Introduction to AI Safety, Ethics, and Society
The central bet Hendrycks makes in this book is that AI safety is not one problem but four, and that conflating them is why so much safety writing goes nowhere. The four: malicious use (people weaponizing AI), AI race dynamics (competitive pressure eroding safety standards), organizational accidents (complex sociotechnical failures), and rogue AI (systems pursuing goals humans didn't intend). Each cluster has different causes, different timelines, different solutions. Getting clear on which threat you're actually discussing is more than half the work, and this four-part taxonomy is the most useful thing the book gives you.

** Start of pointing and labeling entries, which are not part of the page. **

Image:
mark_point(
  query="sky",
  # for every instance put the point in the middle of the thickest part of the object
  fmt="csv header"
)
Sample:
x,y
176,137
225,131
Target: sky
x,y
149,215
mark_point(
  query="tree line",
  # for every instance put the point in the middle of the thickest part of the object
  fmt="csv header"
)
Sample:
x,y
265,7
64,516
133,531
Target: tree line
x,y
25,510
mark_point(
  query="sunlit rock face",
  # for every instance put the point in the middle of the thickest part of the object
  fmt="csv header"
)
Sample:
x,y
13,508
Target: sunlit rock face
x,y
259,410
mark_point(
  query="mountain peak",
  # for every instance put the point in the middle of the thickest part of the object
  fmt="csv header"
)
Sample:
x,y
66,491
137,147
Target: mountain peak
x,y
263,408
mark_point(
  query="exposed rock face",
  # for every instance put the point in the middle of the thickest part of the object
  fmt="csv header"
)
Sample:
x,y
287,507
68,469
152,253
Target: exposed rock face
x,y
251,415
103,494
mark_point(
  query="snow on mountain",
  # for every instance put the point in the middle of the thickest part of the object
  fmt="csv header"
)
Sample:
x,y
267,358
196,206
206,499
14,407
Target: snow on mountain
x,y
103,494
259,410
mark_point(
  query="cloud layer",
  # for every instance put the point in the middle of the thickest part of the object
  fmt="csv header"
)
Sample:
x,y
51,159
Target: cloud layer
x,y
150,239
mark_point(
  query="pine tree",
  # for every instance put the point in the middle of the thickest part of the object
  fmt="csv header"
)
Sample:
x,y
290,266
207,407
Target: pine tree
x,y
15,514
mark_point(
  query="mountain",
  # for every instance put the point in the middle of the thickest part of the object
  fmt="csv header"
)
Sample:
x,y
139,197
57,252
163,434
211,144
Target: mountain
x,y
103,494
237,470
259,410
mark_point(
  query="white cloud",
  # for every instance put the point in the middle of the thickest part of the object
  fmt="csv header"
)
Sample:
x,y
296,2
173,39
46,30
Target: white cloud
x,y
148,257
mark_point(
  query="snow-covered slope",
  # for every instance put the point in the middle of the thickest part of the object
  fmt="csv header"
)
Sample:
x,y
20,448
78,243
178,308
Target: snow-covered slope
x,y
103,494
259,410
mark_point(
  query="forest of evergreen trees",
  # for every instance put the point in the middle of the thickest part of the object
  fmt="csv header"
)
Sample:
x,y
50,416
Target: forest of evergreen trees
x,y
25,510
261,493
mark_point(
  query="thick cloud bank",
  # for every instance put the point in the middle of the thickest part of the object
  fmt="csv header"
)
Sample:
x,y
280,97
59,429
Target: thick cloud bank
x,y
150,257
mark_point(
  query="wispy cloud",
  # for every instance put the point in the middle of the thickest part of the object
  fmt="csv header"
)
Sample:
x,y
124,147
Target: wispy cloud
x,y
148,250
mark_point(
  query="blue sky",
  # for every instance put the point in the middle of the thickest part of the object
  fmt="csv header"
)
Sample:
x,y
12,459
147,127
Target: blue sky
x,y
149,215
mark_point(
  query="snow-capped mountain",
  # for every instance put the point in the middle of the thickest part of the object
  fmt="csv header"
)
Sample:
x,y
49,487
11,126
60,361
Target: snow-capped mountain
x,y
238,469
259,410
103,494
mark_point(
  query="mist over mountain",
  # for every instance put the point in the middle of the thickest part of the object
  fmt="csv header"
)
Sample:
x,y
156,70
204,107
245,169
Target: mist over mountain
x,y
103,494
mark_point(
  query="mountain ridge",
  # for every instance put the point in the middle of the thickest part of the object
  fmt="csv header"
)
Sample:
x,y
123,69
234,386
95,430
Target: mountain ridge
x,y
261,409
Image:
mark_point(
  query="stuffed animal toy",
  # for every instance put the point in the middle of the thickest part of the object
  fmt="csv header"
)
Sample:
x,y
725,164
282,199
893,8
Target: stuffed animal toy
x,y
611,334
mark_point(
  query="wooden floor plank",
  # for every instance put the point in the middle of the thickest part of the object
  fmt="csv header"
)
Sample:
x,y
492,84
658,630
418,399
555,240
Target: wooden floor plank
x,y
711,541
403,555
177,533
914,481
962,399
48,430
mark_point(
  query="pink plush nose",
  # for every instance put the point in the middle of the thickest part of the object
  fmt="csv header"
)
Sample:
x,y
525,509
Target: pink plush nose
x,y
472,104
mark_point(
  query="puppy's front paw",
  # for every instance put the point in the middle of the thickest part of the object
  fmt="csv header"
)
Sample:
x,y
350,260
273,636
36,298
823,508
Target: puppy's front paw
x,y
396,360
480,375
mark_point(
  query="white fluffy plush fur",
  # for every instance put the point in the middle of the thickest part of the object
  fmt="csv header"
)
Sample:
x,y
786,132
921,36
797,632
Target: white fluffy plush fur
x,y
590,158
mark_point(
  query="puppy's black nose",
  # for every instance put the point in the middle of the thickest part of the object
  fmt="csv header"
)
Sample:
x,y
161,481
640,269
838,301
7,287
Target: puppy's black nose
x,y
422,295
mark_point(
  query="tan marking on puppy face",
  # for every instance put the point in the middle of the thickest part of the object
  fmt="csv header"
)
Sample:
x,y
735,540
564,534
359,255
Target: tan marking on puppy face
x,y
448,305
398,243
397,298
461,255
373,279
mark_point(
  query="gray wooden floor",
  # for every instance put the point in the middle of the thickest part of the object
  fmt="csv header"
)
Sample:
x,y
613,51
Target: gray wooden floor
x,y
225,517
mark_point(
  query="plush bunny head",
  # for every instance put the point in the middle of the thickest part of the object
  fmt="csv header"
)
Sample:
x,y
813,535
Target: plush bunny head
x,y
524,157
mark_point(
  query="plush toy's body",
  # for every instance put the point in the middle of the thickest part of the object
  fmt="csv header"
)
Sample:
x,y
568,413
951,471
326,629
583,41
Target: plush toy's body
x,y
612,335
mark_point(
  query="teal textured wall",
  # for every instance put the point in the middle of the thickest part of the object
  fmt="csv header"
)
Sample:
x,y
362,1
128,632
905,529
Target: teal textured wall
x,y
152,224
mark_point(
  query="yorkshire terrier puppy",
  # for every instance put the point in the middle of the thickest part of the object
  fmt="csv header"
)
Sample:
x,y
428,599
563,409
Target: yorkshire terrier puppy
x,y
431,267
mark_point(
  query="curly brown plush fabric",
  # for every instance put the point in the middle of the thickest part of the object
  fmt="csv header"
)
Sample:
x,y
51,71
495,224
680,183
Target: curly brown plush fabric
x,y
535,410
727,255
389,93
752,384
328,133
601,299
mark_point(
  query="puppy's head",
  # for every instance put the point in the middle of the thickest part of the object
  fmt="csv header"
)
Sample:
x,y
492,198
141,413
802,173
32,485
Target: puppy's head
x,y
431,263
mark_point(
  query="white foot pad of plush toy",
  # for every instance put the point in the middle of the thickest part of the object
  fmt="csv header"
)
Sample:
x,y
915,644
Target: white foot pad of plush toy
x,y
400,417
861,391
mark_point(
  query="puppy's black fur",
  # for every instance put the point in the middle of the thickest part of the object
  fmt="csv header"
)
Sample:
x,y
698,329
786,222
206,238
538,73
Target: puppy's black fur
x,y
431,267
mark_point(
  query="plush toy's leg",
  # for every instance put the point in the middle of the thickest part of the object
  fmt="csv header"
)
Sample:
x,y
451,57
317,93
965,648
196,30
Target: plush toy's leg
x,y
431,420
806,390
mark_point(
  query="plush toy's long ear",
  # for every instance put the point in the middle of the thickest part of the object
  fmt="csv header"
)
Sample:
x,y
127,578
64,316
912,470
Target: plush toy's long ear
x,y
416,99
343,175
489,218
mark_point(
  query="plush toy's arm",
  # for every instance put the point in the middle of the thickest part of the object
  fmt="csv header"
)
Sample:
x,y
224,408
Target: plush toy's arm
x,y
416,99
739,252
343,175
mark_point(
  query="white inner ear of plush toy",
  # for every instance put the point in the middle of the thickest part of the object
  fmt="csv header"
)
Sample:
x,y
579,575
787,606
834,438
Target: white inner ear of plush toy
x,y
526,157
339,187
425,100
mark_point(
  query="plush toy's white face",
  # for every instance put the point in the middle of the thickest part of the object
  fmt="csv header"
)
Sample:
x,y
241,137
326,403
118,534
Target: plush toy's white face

What separates this from most AI safety writing is Hendrycks' refusal to stay in one lane. He's a machine learning researcher who created MMLU and did foundational work on robustness and out-of-distribution detection, so when he writes about technical failure modes, he's not extrapolating from philosophy. The chapters on single-agent safety and safety engineering are the book's strongest. They apply real principles from aviation and nuclear risk management — Swiss cheese models, nines of reliability, tail event analysis — to the problem of deploying ML systems, which turns out to be a more productive frame than the alignment discourse typically reaches for. The collective action chapter is also genuinely good: it uses game theory to explain why AI safety is structurally similar to other coordination failures, which is a more honest framing than "smart people will figure it out."
Where it gets thinner is governance and machine ethics. These chapters are broader and more survey-like, spending time on ideas — moral uncertainty, social welfare functions, the economics of AI growth — that get introduced but not resolved. The book is designed as a university course textbook, and it shows in the later chapters. If you're a practitioner looking for actionable recommendations, you'll finish Chapter 8 with a solid map of the governance problem and no particular path through it. That's an honest limitation of the genre, not a flaw specific to this book.
The book is freely available at aisafetybook.com under an open-access license, which matters more than it might seem. Most of the serious AI safety discourse is siloed inside specific research communities; Hendrycks is making a genuine effort to lower the on-ramp. For a developer who thinks about AI professionally but has never read the alignment literature, this is the one book that actually earns its "introduction" label — covering technical foundations, safety engineering principles, game-theoretic complications, and governance challenges without assuming you already know which rabbit hole you're in. Whether the concerns about catastrophic risk ultimately prove warranted, the book at least makes those concerns legible in a way that almost nothing else in the field does.